Increased understanding of the contribution of IgE autoantibodies to the pathophysiology of AD may lead to improved diagnosis, treatment and prognosis. In addition, early detection may increase successful disease management. Therefore, moving from phenotypes to endotypes will help to understand the pathomechanism of AD, prediction of the course of disease and development of personalized therapy. Progress has been made to find evidence for the presence of IgE autoantibodies in AD and many targets have been identified (Table 2). Based on the body of evidence in the literature, it can be accepted that IgE autoantibodies and T cells against epitopes in the human skin can contribute to the pathophysiology of AD. However, the clinical relevance of IgE autoantibodies and self-reactive T cells in AD is still unclear, although, there are many studies showing an association between IgE autoreactivity and severity of clinical symptoms.
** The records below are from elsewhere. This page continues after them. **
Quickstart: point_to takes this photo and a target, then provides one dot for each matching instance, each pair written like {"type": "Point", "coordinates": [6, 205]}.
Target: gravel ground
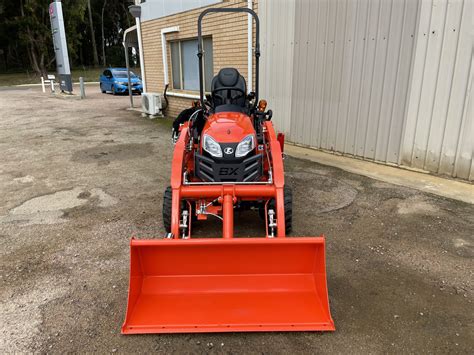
{"type": "Point", "coordinates": [78, 178]}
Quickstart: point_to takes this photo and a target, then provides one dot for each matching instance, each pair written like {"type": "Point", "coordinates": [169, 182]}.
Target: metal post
{"type": "Point", "coordinates": [130, 93]}
{"type": "Point", "coordinates": [140, 51]}
{"type": "Point", "coordinates": [83, 89]}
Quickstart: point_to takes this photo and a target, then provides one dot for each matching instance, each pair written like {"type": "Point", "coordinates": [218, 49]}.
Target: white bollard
{"type": "Point", "coordinates": [83, 89]}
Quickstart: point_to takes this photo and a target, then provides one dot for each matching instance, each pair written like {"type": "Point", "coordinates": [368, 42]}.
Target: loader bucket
{"type": "Point", "coordinates": [218, 285]}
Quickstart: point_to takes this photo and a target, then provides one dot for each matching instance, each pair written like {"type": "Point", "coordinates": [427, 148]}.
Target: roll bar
{"type": "Point", "coordinates": [200, 51]}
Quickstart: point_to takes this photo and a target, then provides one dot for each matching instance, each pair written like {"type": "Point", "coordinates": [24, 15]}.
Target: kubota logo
{"type": "Point", "coordinates": [228, 171]}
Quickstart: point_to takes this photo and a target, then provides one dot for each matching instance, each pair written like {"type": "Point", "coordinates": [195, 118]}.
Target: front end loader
{"type": "Point", "coordinates": [227, 157]}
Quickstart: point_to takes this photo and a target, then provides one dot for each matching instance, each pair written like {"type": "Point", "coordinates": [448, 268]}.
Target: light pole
{"type": "Point", "coordinates": [136, 12]}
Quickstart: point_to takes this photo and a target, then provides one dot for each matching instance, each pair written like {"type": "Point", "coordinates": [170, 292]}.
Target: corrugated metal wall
{"type": "Point", "coordinates": [351, 74]}
{"type": "Point", "coordinates": [385, 80]}
{"type": "Point", "coordinates": [439, 135]}
{"type": "Point", "coordinates": [277, 18]}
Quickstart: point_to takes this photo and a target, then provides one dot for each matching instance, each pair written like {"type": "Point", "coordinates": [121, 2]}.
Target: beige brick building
{"type": "Point", "coordinates": [225, 44]}
{"type": "Point", "coordinates": [385, 81]}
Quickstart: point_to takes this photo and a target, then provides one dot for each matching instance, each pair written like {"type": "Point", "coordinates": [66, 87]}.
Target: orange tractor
{"type": "Point", "coordinates": [227, 157]}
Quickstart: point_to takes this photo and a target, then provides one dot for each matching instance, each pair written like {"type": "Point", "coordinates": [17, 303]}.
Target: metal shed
{"type": "Point", "coordinates": [383, 80]}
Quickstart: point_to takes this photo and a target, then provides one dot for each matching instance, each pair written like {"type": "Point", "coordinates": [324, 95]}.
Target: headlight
{"type": "Point", "coordinates": [212, 147]}
{"type": "Point", "coordinates": [245, 146]}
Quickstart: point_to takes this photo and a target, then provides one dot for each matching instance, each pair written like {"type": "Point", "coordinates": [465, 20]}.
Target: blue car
{"type": "Point", "coordinates": [115, 80]}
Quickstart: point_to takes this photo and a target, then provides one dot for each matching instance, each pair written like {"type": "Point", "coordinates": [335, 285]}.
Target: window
{"type": "Point", "coordinates": [185, 64]}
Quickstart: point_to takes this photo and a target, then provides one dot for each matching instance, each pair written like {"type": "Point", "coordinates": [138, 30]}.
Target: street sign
{"type": "Point", "coordinates": [60, 46]}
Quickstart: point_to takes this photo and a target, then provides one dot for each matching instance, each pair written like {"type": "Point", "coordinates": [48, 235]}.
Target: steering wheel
{"type": "Point", "coordinates": [241, 93]}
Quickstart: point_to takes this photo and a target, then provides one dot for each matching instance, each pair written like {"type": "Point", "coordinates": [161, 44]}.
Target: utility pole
{"type": "Point", "coordinates": [94, 45]}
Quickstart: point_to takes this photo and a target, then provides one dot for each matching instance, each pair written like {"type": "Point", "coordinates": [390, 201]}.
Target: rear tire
{"type": "Point", "coordinates": [288, 198]}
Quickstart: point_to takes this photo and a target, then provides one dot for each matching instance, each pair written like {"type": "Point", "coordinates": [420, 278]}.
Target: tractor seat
{"type": "Point", "coordinates": [233, 100]}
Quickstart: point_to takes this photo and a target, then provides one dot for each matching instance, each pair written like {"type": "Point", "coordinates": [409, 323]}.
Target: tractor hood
{"type": "Point", "coordinates": [228, 127]}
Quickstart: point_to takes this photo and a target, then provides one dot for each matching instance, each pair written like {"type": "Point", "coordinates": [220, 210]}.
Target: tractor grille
{"type": "Point", "coordinates": [248, 170]}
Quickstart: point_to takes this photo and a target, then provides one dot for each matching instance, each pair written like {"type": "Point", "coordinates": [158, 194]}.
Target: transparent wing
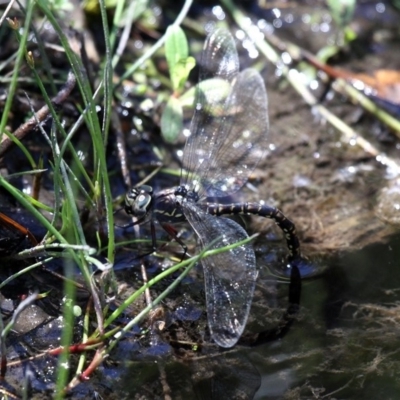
{"type": "Point", "coordinates": [228, 138]}
{"type": "Point", "coordinates": [229, 277]}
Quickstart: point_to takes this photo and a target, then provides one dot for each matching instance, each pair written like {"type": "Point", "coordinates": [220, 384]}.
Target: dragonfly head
{"type": "Point", "coordinates": [138, 201]}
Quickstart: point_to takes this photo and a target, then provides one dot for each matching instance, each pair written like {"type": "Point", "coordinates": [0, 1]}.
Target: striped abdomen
{"type": "Point", "coordinates": [284, 223]}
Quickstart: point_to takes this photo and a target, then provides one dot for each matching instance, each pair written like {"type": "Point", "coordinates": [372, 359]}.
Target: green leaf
{"type": "Point", "coordinates": [172, 120]}
{"type": "Point", "coordinates": [179, 63]}
{"type": "Point", "coordinates": [342, 11]}
{"type": "Point", "coordinates": [215, 91]}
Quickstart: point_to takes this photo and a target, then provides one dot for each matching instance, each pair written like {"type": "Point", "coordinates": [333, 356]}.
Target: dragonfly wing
{"type": "Point", "coordinates": [220, 62]}
{"type": "Point", "coordinates": [227, 138]}
{"type": "Point", "coordinates": [229, 276]}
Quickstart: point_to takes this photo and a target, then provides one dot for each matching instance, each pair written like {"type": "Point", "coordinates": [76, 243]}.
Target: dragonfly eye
{"type": "Point", "coordinates": [137, 201]}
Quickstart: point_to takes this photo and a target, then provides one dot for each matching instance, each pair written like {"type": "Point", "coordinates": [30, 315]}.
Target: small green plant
{"type": "Point", "coordinates": [180, 64]}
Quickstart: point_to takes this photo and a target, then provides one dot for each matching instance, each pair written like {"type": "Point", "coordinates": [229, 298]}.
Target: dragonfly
{"type": "Point", "coordinates": [228, 136]}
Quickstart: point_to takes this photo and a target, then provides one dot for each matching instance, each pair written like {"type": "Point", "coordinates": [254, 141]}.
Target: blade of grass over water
{"type": "Point", "coordinates": [17, 67]}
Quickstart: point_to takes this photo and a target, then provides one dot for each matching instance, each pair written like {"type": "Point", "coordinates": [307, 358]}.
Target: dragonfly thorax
{"type": "Point", "coordinates": [138, 201]}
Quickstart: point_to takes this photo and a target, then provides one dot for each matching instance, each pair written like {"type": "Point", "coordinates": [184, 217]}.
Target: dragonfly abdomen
{"type": "Point", "coordinates": [285, 224]}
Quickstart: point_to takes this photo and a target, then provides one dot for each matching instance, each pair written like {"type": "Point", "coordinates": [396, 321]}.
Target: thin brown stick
{"type": "Point", "coordinates": [40, 116]}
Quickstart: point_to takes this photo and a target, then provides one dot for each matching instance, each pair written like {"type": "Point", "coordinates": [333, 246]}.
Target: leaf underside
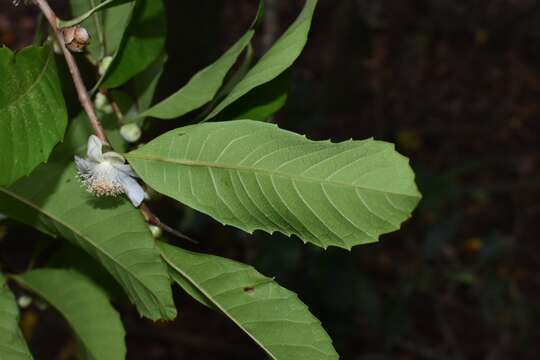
{"type": "Point", "coordinates": [271, 315]}
{"type": "Point", "coordinates": [254, 175]}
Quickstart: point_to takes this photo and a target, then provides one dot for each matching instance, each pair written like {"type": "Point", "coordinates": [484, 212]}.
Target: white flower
{"type": "Point", "coordinates": [107, 174]}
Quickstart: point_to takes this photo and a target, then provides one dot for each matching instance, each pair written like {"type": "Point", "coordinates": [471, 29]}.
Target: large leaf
{"type": "Point", "coordinates": [254, 175]}
{"type": "Point", "coordinates": [85, 307]}
{"type": "Point", "coordinates": [271, 315]}
{"type": "Point", "coordinates": [144, 43]}
{"type": "Point", "coordinates": [109, 229]}
{"type": "Point", "coordinates": [106, 27]}
{"type": "Point", "coordinates": [202, 87]}
{"type": "Point", "coordinates": [104, 4]}
{"type": "Point", "coordinates": [262, 102]}
{"type": "Point", "coordinates": [12, 343]}
{"type": "Point", "coordinates": [145, 84]}
{"type": "Point", "coordinates": [33, 115]}
{"type": "Point", "coordinates": [278, 59]}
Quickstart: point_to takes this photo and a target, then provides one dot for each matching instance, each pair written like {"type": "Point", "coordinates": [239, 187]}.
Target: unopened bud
{"type": "Point", "coordinates": [24, 301]}
{"type": "Point", "coordinates": [76, 38]}
{"type": "Point", "coordinates": [130, 132]}
{"type": "Point", "coordinates": [156, 231]}
{"type": "Point", "coordinates": [104, 65]}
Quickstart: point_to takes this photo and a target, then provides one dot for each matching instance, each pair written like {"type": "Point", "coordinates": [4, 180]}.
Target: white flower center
{"type": "Point", "coordinates": [102, 180]}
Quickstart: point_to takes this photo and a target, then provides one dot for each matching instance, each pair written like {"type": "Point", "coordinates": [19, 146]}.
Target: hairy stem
{"type": "Point", "coordinates": [73, 70]}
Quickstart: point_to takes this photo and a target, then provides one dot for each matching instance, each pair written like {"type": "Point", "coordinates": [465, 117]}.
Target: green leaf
{"type": "Point", "coordinates": [85, 307]}
{"type": "Point", "coordinates": [106, 27]}
{"type": "Point", "coordinates": [261, 103]}
{"type": "Point", "coordinates": [109, 229]}
{"type": "Point", "coordinates": [278, 59]}
{"type": "Point", "coordinates": [145, 84]}
{"type": "Point", "coordinates": [12, 343]}
{"type": "Point", "coordinates": [254, 175]}
{"type": "Point", "coordinates": [144, 42]}
{"type": "Point", "coordinates": [271, 315]}
{"type": "Point", "coordinates": [202, 87]}
{"type": "Point", "coordinates": [33, 116]}
{"type": "Point", "coordinates": [79, 19]}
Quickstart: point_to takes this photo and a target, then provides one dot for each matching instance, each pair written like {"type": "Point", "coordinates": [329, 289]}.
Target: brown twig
{"type": "Point", "coordinates": [73, 69]}
{"type": "Point", "coordinates": [152, 219]}
{"type": "Point", "coordinates": [84, 98]}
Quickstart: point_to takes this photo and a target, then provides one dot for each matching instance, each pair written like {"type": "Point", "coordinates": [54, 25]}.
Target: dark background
{"type": "Point", "coordinates": [456, 85]}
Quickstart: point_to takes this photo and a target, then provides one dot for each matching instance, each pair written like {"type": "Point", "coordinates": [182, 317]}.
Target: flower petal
{"type": "Point", "coordinates": [126, 169]}
{"type": "Point", "coordinates": [114, 157]}
{"type": "Point", "coordinates": [84, 165]}
{"type": "Point", "coordinates": [133, 190]}
{"type": "Point", "coordinates": [93, 150]}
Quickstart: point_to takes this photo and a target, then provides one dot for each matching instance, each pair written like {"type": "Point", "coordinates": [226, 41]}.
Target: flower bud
{"type": "Point", "coordinates": [76, 38]}
{"type": "Point", "coordinates": [130, 132]}
{"type": "Point", "coordinates": [104, 65]}
{"type": "Point", "coordinates": [24, 301]}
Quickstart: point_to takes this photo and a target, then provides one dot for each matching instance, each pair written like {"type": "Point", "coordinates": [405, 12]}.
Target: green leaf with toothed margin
{"type": "Point", "coordinates": [271, 315]}
{"type": "Point", "coordinates": [85, 307]}
{"type": "Point", "coordinates": [33, 115]}
{"type": "Point", "coordinates": [109, 229]}
{"type": "Point", "coordinates": [12, 343]}
{"type": "Point", "coordinates": [253, 175]}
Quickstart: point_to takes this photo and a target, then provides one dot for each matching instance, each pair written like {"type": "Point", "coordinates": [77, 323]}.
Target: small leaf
{"type": "Point", "coordinates": [109, 229]}
{"type": "Point", "coordinates": [85, 307]}
{"type": "Point", "coordinates": [271, 315]}
{"type": "Point", "coordinates": [33, 116]}
{"type": "Point", "coordinates": [261, 103]}
{"type": "Point", "coordinates": [202, 87]}
{"type": "Point", "coordinates": [253, 175]}
{"type": "Point", "coordinates": [12, 343]}
{"type": "Point", "coordinates": [145, 84]}
{"type": "Point", "coordinates": [278, 59]}
{"type": "Point", "coordinates": [144, 43]}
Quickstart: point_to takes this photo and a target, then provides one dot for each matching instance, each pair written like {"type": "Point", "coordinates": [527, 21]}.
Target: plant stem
{"type": "Point", "coordinates": [74, 70]}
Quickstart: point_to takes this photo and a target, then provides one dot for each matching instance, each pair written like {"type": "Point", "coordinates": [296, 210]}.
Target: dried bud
{"type": "Point", "coordinates": [76, 38]}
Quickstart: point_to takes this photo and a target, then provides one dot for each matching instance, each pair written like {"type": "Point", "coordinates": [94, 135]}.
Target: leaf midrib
{"type": "Point", "coordinates": [198, 163]}
{"type": "Point", "coordinates": [218, 305]}
{"type": "Point", "coordinates": [97, 247]}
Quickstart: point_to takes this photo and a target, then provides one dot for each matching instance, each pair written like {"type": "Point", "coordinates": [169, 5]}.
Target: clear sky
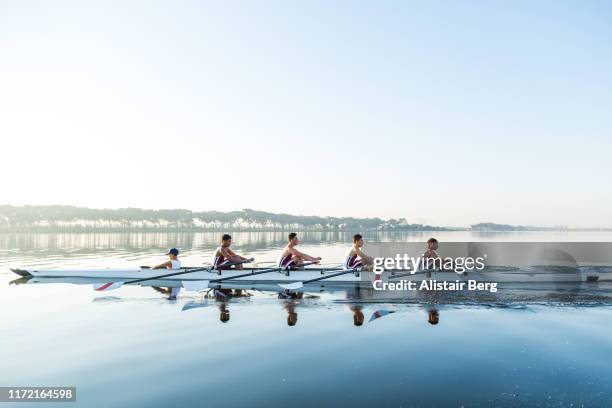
{"type": "Point", "coordinates": [441, 112]}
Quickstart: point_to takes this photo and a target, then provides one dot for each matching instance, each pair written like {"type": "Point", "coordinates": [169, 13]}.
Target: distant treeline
{"type": "Point", "coordinates": [489, 226]}
{"type": "Point", "coordinates": [34, 218]}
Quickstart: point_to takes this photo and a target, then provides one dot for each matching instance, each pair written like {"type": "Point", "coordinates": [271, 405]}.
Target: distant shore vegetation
{"type": "Point", "coordinates": [70, 218]}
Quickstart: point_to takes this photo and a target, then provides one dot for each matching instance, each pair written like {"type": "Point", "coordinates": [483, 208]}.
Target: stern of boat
{"type": "Point", "coordinates": [21, 272]}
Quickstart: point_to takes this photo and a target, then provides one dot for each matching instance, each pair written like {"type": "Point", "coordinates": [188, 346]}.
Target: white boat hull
{"type": "Point", "coordinates": [126, 274]}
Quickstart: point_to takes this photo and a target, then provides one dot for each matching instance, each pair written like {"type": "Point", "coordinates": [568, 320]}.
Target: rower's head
{"type": "Point", "coordinates": [433, 317]}
{"type": "Point", "coordinates": [224, 316]}
{"type": "Point", "coordinates": [226, 240]}
{"type": "Point", "coordinates": [432, 243]}
{"type": "Point", "coordinates": [358, 318]}
{"type": "Point", "coordinates": [358, 240]}
{"type": "Point", "coordinates": [292, 318]}
{"type": "Point", "coordinates": [172, 253]}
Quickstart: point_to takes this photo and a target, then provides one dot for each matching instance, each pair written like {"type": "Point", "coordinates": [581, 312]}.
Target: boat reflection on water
{"type": "Point", "coordinates": [357, 297]}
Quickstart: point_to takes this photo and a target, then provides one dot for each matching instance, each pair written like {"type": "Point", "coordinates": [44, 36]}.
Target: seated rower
{"type": "Point", "coordinates": [172, 262]}
{"type": "Point", "coordinates": [355, 258]}
{"type": "Point", "coordinates": [291, 257]}
{"type": "Point", "coordinates": [224, 257]}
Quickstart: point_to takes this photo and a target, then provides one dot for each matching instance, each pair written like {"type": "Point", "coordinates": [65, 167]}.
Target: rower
{"type": "Point", "coordinates": [431, 259]}
{"type": "Point", "coordinates": [432, 247]}
{"type": "Point", "coordinates": [291, 257]}
{"type": "Point", "coordinates": [172, 262]}
{"type": "Point", "coordinates": [224, 257]}
{"type": "Point", "coordinates": [355, 258]}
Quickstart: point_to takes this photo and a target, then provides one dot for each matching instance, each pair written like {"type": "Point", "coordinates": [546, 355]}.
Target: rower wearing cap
{"type": "Point", "coordinates": [225, 258]}
{"type": "Point", "coordinates": [172, 262]}
{"type": "Point", "coordinates": [291, 257]}
{"type": "Point", "coordinates": [355, 258]}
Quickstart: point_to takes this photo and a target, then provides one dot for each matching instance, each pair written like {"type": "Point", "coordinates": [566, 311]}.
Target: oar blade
{"type": "Point", "coordinates": [291, 286]}
{"type": "Point", "coordinates": [195, 286]}
{"type": "Point", "coordinates": [103, 287]}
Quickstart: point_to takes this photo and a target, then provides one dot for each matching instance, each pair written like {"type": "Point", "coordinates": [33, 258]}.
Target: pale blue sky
{"type": "Point", "coordinates": [444, 112]}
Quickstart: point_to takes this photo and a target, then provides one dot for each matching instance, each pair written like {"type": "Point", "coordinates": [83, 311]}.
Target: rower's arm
{"type": "Point", "coordinates": [307, 257]}
{"type": "Point", "coordinates": [165, 265]}
{"type": "Point", "coordinates": [228, 253]}
{"type": "Point", "coordinates": [363, 256]}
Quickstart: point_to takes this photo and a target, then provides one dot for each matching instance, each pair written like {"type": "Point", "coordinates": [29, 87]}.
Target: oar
{"type": "Point", "coordinates": [199, 285]}
{"type": "Point", "coordinates": [298, 285]}
{"type": "Point", "coordinates": [116, 285]}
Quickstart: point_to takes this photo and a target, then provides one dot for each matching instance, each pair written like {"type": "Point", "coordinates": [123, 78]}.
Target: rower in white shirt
{"type": "Point", "coordinates": [355, 258]}
{"type": "Point", "coordinates": [172, 262]}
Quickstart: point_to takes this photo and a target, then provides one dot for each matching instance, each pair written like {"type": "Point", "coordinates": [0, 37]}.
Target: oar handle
{"type": "Point", "coordinates": [167, 275]}
{"type": "Point", "coordinates": [245, 274]}
{"type": "Point", "coordinates": [330, 276]}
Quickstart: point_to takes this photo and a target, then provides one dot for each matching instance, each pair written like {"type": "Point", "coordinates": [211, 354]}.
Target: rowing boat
{"type": "Point", "coordinates": [529, 274]}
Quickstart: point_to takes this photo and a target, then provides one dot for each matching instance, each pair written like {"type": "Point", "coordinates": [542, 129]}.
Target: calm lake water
{"type": "Point", "coordinates": [135, 348]}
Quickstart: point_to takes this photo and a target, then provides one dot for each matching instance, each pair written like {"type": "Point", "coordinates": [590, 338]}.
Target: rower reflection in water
{"type": "Point", "coordinates": [358, 317]}
{"type": "Point", "coordinates": [433, 317]}
{"type": "Point", "coordinates": [223, 313]}
{"type": "Point", "coordinates": [224, 257]}
{"type": "Point", "coordinates": [355, 258]}
{"type": "Point", "coordinates": [291, 313]}
{"type": "Point", "coordinates": [291, 257]}
{"type": "Point", "coordinates": [172, 263]}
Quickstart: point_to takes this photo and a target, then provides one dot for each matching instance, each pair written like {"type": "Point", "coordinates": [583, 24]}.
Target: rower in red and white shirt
{"type": "Point", "coordinates": [225, 258]}
{"type": "Point", "coordinates": [355, 258]}
{"type": "Point", "coordinates": [291, 257]}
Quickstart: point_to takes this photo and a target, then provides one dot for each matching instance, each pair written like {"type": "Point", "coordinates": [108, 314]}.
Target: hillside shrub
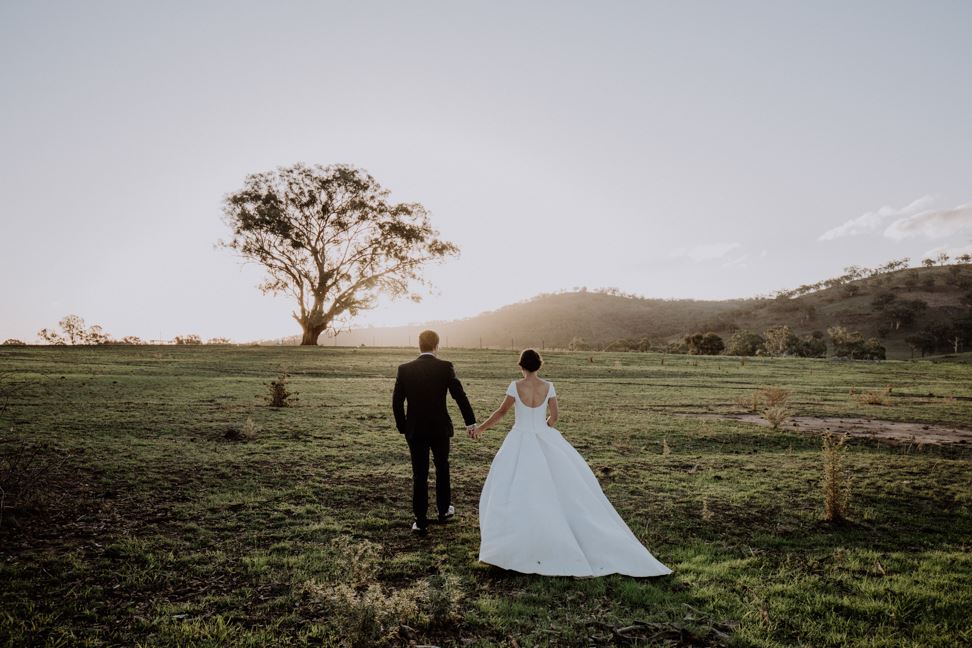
{"type": "Point", "coordinates": [852, 345]}
{"type": "Point", "coordinates": [781, 341]}
{"type": "Point", "coordinates": [744, 343]}
{"type": "Point", "coordinates": [704, 344]}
Currently, many questions on the role of autoantibodies in the pathomechanism of AD are still open:

  • Is there an autoreactive endotype of AD or is this an epiphenomenon?

  • Do the IgE autoantibodies start to develop in early childhood?

  • Can IgE autoantibodies have a beneficial role in healthy individuals especially in children?

  • Can this role show a switch to a pathogenic response?

  • Do they expand prior to disease progression and can they be used as predictive marker?

  • What is the subtype of self-reactive T cells and what is their exact role in AD?

  • What are the therapeutic implications of the presence of IgE autoreactivity in patients with severe AD?

Recently, four distinct clusters of patients with AD have been identified based on serum biomarker- and cytokine profiles regardless their clinical presentation [105]. Identification of biomarkers can identify downstream pathways that are involved in AD and clustering based on serum biomarker profiles may therefore be useful to explain the biological mechanisms of AD. It is clear that more research is warranted to find answers to the questions. Future perspectives include the clinical characterization of the individuals with AD and autoreactivity, the onset of IgE autoantibodies development, investigation of the contribution of the IgE autoantibodies and self-reactive T cells to the severity and chronicity of AD as well as the response to immune regulatory treatments in this group of patients.